As others have hinted, the whole story is a bit different now on modern kernels. I'll be covering x86-64 here, for syscall hijacking on modern arm64 refer to this other answer of mine.
Latest x86 kernels
See also this other answer of mine.
Since Linux v6.9, commit 1e3ad78334a69b36e107232e337f9d693dcc9df2 introduced a security mitigation against speculative execution on x86 that removed the use of syscall tables. This has been backported on other stable kernels too (notably v6.8.5+, v6.6.26+, v6.1.85+, v5.15.154+).
It is not possible to simply hijack the entries of sys_call_table
anymore, but much nicer ways to do the same thing still exist. One of those is kprobes.
In short, something like the following should work:
#include <linux/kprobes.h>
#include <linux/ptrace.h>
// ...
static int sys_read_kprobe_pre_handler(struct kprobe *p, struct pt_regs *regs)
{
pr_info("read(%ld, 0x%lx, 0x%lx)\n", regs->di, regs->si, regs->dx);
return 0;
}
struct kprobe syscall_kprobe = {
.symbol_name = "__x64_sys_read",
.pre_handler = sys_read_kprobe_pre_handler,
};
static int __init my_module_init(void)
{
int err;
err = register_kprobe(&syscall_kprobe);
if (err) {
pr_err("register_kprobe() failed: %d\n", err);
return err;
}
return 0;
}
static void __exit my_module_exit(void)
{
unregister_kprobe(&syscall_kprobe);
}
Older x86 kernels (< v6.9)
Now this is plain and simple syscall table hijacking. Non-invasive hooking can still be done in a much nicer way using kprobes as described in the section above.

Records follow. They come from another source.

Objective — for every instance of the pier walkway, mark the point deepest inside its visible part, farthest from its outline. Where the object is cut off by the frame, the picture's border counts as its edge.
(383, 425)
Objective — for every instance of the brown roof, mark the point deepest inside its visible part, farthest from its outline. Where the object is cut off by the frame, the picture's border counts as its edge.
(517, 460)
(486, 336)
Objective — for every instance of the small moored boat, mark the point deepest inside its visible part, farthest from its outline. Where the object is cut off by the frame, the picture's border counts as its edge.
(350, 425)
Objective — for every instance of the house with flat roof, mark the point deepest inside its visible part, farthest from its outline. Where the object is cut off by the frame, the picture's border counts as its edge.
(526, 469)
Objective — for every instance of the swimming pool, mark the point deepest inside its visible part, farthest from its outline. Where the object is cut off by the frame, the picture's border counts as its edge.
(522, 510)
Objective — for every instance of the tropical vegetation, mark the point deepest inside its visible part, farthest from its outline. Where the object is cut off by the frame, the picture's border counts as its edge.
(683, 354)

Since Linux v4.17, x86 (both 64 and 32 bit) now uses syscall wrappers that take a struct pt_regs *
as the only argument (see commit 1, commit 2). You can see arch/x86/include/asm/syscall.h
for the definitions.
Additionally, as others have described already in different answers, the simplest way to modify sys_call_table
is to temporarily disable CR0 WP (Write-Protect) bit, which could be done using read_cr0()
and write_cr0()
. However, since Linux v5.3, [native_]write_cr0
will check sensitive bits that should never change (like WP) and refuse to change them (commit). In order to work around this, we need to write CR0 manually using inline assembly.

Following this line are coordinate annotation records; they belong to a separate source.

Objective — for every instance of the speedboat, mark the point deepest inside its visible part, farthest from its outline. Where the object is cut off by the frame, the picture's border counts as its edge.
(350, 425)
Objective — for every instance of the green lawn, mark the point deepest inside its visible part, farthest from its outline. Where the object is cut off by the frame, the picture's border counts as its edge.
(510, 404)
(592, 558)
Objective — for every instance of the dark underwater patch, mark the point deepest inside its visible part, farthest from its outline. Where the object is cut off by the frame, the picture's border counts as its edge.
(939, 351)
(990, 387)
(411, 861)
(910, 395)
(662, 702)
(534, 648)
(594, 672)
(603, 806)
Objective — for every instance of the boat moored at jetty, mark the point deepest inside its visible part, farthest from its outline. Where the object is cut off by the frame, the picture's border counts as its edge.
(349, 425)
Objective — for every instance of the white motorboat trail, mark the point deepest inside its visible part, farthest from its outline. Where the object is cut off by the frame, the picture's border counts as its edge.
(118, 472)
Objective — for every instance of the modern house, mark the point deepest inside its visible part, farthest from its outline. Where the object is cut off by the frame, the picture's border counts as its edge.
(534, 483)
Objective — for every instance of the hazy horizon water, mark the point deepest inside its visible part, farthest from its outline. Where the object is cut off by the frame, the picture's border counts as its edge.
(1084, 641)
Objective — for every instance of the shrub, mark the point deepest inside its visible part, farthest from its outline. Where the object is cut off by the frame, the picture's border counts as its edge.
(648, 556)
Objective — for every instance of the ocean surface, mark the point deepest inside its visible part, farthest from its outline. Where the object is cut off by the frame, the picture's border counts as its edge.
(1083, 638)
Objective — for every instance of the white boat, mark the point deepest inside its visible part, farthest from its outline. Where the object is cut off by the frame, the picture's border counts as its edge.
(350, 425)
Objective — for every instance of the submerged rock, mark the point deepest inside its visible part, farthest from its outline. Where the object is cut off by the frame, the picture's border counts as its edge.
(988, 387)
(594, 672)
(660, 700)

Here is a working kernel module (tested on Linux 5.10 and 5.18) that does syscall hijacking on modern Linux x86-64 considering the above caveats and assuming that you already know the address of sys_call_table
(if you also want to find that in the module, see Proper way of getting the address of non-exported kernel symbols in a Linux kernel module):
// SPDX-License-Identifier: (GPL-2.0 OR MIT)
/**
* Test syscall table hijacking on x86-64. This module will replace the `read`
* syscall with a simple wrapper which logs every invocation of `read` using
* printk().
*
* Tested on Linux x86-64 v5.10, v5.18.
*
* Usage:
*
* sudo cat /proc/kallsyms | grep sys_call_table # grab address
* sudo insmod syscall_hijack.ko sys_call_table_addr=0x<address_here>
*/
#include <linux/init.h> // module_{init,exit}()
#include <linux/module.h> // THIS_MODULE, MODULE_VERSION, ...
#include <linux/kernel.h> // printk(), pr_*()
#include <asm/special_insns.h> // {read,write}_cr0()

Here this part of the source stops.